What about the cease-fire? That’s almost as big a political loser as blaming Israel for the war:
Again, not only do two-thirds of Americans oppose Joe Biden’s push for a cease-fire in place, majorities in every age demo do as well. So do 63% of women, 64% of college graduates (!), 53% of black voters, and 70% of women. A similar percentage of Americans support the continued ground invasion (63/37), again with majorities across all age demos. That’s true even with the pollster making an explicit point about 1.2 million Gazans being caught in the crossfire. In fact, once again, this position has majority support in every demo, as can be seen in the crosstabs.

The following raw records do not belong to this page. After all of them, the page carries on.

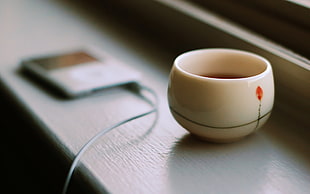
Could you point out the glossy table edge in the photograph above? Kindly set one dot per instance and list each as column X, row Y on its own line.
column 291, row 69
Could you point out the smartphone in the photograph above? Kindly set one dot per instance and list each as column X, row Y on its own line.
column 80, row 72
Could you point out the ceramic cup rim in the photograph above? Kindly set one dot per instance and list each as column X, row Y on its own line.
column 181, row 57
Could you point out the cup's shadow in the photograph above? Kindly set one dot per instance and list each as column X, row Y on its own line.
column 200, row 167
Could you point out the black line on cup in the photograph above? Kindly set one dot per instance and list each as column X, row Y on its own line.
column 204, row 125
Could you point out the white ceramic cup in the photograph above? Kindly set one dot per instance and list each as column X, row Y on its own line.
column 221, row 95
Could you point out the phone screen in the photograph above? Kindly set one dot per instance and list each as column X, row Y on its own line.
column 67, row 60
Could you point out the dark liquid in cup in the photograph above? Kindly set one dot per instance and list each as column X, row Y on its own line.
column 224, row 76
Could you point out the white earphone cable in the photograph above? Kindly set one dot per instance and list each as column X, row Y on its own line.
column 106, row 130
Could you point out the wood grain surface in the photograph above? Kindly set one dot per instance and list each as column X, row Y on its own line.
column 138, row 158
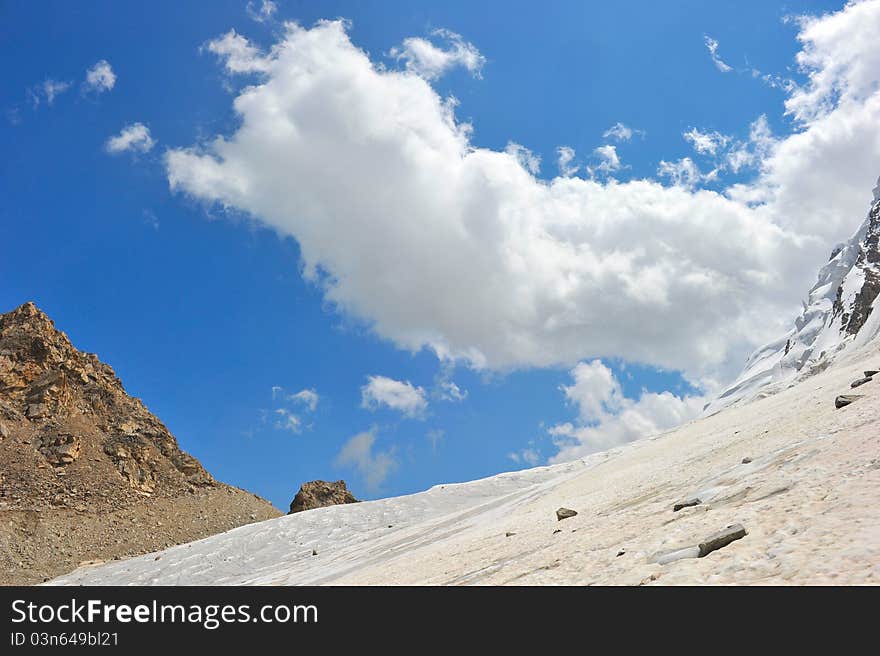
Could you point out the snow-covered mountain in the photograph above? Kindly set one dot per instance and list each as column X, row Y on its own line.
column 838, row 315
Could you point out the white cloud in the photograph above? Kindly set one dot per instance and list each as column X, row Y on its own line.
column 607, row 419
column 841, row 59
column 754, row 152
column 307, row 397
column 288, row 421
column 449, row 391
column 435, row 436
column 566, row 157
column 525, row 157
column 609, row 160
column 51, row 89
column 262, row 11
column 620, row 132
column 238, row 55
column 528, row 456
column 712, row 47
column 397, row 395
column 685, row 173
column 100, row 77
column 595, row 390
column 135, row 137
column 374, row 466
column 706, row 143
column 429, row 61
column 445, row 388
column 500, row 269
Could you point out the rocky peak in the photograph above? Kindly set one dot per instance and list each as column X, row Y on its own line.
column 66, row 404
column 318, row 494
column 839, row 314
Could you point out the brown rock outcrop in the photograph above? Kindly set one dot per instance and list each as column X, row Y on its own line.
column 77, row 453
column 318, row 494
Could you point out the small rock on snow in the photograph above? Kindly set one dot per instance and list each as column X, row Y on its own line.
column 565, row 513
column 845, row 399
column 721, row 539
column 686, row 504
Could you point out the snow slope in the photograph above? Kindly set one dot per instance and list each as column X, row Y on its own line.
column 808, row 500
column 837, row 313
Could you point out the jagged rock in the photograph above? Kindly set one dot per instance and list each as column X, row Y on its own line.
column 666, row 557
column 60, row 449
column 846, row 399
column 80, row 451
column 686, row 504
column 721, row 539
column 834, row 319
column 319, row 494
column 37, row 410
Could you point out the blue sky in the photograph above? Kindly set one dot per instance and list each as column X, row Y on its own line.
column 195, row 295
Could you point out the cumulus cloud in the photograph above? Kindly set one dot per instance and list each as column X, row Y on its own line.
column 306, row 397
column 528, row 456
column 684, row 173
column 135, row 137
column 498, row 268
column 706, row 143
column 286, row 420
column 712, row 47
column 261, row 11
column 373, row 465
column 430, row 61
column 100, row 77
column 289, row 415
column 237, row 54
column 609, row 160
column 445, row 389
column 397, row 395
column 435, row 436
column 607, row 419
column 49, row 89
column 566, row 156
column 620, row 132
column 525, row 157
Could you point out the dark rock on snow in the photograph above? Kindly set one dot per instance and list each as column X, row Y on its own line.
column 686, row 504
column 565, row 513
column 721, row 539
column 846, row 399
column 319, row 494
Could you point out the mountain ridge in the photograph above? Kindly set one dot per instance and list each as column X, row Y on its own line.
column 87, row 472
column 838, row 315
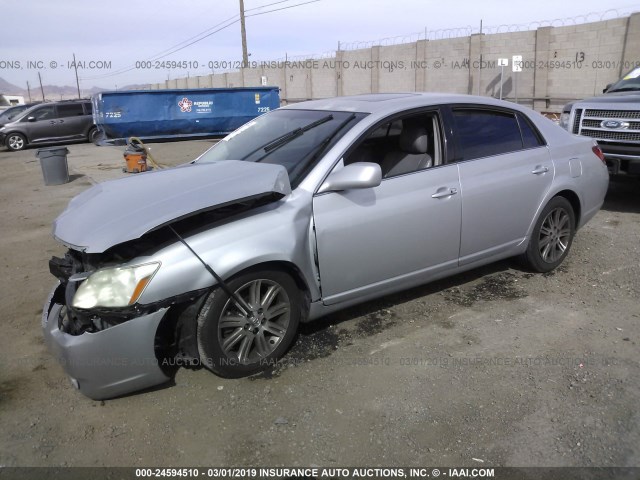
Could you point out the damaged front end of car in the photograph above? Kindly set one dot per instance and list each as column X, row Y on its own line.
column 112, row 326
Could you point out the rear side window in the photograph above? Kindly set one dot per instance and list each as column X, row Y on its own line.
column 483, row 133
column 42, row 113
column 530, row 137
column 70, row 110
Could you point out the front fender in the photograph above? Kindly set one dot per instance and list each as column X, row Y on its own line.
column 273, row 233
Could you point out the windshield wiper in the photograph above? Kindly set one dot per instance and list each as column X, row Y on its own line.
column 287, row 137
column 624, row 89
column 273, row 145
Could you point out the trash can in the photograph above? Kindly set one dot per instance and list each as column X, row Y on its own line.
column 53, row 161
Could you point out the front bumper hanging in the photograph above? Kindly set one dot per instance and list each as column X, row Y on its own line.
column 109, row 363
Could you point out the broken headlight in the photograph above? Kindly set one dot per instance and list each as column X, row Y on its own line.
column 114, row 287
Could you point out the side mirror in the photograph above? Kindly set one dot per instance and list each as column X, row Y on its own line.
column 356, row 175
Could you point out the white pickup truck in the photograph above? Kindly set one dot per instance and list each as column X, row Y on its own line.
column 613, row 119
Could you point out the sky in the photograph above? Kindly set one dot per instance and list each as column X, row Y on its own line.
column 118, row 42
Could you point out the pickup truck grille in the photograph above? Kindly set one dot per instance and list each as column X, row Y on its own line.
column 587, row 122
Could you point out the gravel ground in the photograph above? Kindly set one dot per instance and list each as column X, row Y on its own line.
column 495, row 365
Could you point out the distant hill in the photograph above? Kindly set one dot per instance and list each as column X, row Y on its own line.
column 55, row 92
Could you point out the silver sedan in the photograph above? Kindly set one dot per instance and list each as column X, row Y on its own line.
column 303, row 211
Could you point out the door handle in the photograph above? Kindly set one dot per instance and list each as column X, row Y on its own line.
column 445, row 192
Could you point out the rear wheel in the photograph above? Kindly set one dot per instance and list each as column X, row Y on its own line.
column 16, row 141
column 233, row 344
column 552, row 236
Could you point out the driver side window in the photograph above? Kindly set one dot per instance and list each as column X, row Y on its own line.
column 401, row 146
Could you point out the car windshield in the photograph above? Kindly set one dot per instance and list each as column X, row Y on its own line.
column 291, row 138
column 630, row 82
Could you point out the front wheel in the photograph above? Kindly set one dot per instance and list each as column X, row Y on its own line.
column 552, row 236
column 16, row 141
column 233, row 344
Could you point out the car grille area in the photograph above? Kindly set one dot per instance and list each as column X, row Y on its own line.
column 591, row 123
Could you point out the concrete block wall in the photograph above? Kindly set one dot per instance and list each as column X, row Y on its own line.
column 559, row 64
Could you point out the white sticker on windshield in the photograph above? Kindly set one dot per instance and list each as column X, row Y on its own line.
column 240, row 130
column 635, row 73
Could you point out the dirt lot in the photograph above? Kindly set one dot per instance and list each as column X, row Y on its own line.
column 496, row 367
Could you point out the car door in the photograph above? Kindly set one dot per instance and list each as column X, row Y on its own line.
column 72, row 121
column 394, row 235
column 505, row 175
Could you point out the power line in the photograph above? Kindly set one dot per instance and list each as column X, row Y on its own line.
column 198, row 37
column 283, row 8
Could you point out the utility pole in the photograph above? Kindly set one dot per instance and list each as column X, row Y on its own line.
column 480, row 62
column 41, row 89
column 243, row 32
column 76, row 67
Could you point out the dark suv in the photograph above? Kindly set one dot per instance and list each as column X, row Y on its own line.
column 54, row 122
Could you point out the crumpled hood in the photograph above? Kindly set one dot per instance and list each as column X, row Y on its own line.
column 120, row 210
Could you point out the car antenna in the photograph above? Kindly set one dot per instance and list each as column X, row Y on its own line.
column 225, row 287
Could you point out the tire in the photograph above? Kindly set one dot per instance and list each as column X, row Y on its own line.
column 16, row 141
column 233, row 345
column 552, row 236
column 93, row 134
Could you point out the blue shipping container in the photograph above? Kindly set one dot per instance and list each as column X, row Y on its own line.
column 152, row 114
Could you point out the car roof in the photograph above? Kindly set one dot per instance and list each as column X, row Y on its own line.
column 382, row 103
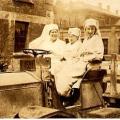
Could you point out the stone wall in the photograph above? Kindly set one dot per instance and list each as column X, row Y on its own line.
column 34, row 14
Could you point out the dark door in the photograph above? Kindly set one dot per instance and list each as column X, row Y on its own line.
column 21, row 29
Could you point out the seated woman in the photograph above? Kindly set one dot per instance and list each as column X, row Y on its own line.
column 49, row 40
column 64, row 78
column 93, row 48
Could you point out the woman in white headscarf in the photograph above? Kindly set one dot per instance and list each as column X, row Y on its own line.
column 49, row 41
column 93, row 47
column 71, row 67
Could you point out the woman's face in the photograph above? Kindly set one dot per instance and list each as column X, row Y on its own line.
column 90, row 30
column 53, row 35
column 72, row 38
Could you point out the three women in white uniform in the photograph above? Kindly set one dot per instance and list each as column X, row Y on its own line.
column 76, row 54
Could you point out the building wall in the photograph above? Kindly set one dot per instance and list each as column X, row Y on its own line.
column 36, row 15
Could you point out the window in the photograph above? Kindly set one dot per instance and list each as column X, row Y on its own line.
column 25, row 1
column 105, row 42
column 21, row 29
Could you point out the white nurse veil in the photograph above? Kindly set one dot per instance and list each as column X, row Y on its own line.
column 37, row 43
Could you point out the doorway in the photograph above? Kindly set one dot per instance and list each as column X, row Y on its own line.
column 21, row 29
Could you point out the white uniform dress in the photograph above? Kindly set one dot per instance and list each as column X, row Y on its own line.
column 71, row 67
column 56, row 47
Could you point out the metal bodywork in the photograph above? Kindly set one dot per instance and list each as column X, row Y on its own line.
column 18, row 90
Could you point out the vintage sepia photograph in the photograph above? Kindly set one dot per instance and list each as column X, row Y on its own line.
column 59, row 59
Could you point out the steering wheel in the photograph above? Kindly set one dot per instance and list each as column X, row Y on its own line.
column 36, row 52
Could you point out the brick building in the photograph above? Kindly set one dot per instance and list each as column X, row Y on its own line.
column 74, row 14
column 21, row 21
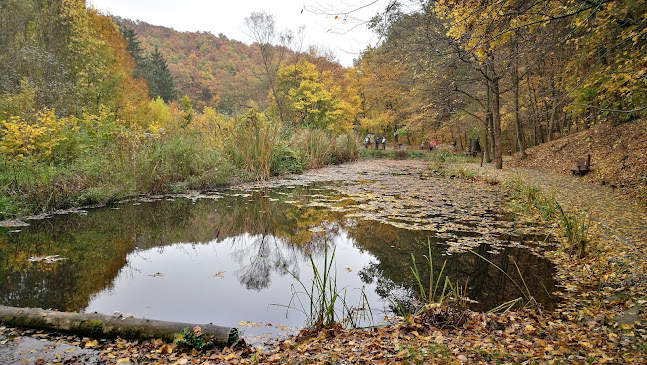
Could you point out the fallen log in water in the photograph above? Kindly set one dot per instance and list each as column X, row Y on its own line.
column 104, row 326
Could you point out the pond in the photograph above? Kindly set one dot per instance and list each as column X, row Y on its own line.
column 238, row 257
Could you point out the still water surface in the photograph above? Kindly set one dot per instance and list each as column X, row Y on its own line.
column 231, row 258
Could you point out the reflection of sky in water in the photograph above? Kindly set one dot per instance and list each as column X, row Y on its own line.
column 226, row 282
column 208, row 255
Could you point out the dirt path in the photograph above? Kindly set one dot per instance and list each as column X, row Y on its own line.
column 622, row 219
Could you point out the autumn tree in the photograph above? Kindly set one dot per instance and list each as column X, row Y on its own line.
column 262, row 28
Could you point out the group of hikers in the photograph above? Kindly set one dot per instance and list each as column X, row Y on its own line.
column 431, row 145
column 367, row 141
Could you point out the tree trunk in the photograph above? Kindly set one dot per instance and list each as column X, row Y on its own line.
column 488, row 131
column 517, row 120
column 496, row 121
column 103, row 326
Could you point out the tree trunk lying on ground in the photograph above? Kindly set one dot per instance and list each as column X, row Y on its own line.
column 100, row 325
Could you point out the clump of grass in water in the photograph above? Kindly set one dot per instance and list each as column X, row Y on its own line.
column 575, row 228
column 452, row 299
column 436, row 293
column 326, row 304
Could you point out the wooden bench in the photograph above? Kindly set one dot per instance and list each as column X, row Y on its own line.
column 583, row 167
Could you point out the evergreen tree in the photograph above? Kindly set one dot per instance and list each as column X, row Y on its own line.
column 158, row 77
column 135, row 50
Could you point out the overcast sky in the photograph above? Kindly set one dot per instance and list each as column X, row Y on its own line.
column 218, row 16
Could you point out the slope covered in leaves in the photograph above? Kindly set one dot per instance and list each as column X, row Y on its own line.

One rarely sees a consensus of this magnitude in American politics, especially in foreign policy. So how did Joe Biden get this so wrong? Incompetence is certainly one compelling answer, but so is political cravenness. Biden has done a slow-motion cave to the radical progressives in the Democrat Party mainly to protect his own hide and to curry favor from the elite in Academia and in the entertainment industry — which is why he ripped Netanyahu and pitched the cease-fire on Seth Meyer’s show.
But this poll demonstrates more than just Biden’s political incompetence; it also demonstrates his political impotence, as well as the impotence of the radical Left on public opinion. Despite nearly five months of angry demonstrations (or perhaps even because of them) and but-akshuallys and Hamas propaganda amplification from the mainstream media, the common sense of the American electorate remains in place. They aren’t siding with the radical Islamists that raped, pillaged, and slaughtered their way across southern Israel, but instead choose to stand with the ally that absorbed 17 years of attacks by Hamas and Palestinian Islamic Jihad, on the ground and from the air.
Perhaps Biden will learn a lesson from this survey by the normally friendly-ish Harvard/Harris CAPS poll. But Biden so rarely learns from his own failures, because he largely refuses to acknowledge them in the first place. Other Democrats had better take heed, though, and stop taking their foreign-policy cues from Tlaib, Bernie Sanders, and Ilhan Omar.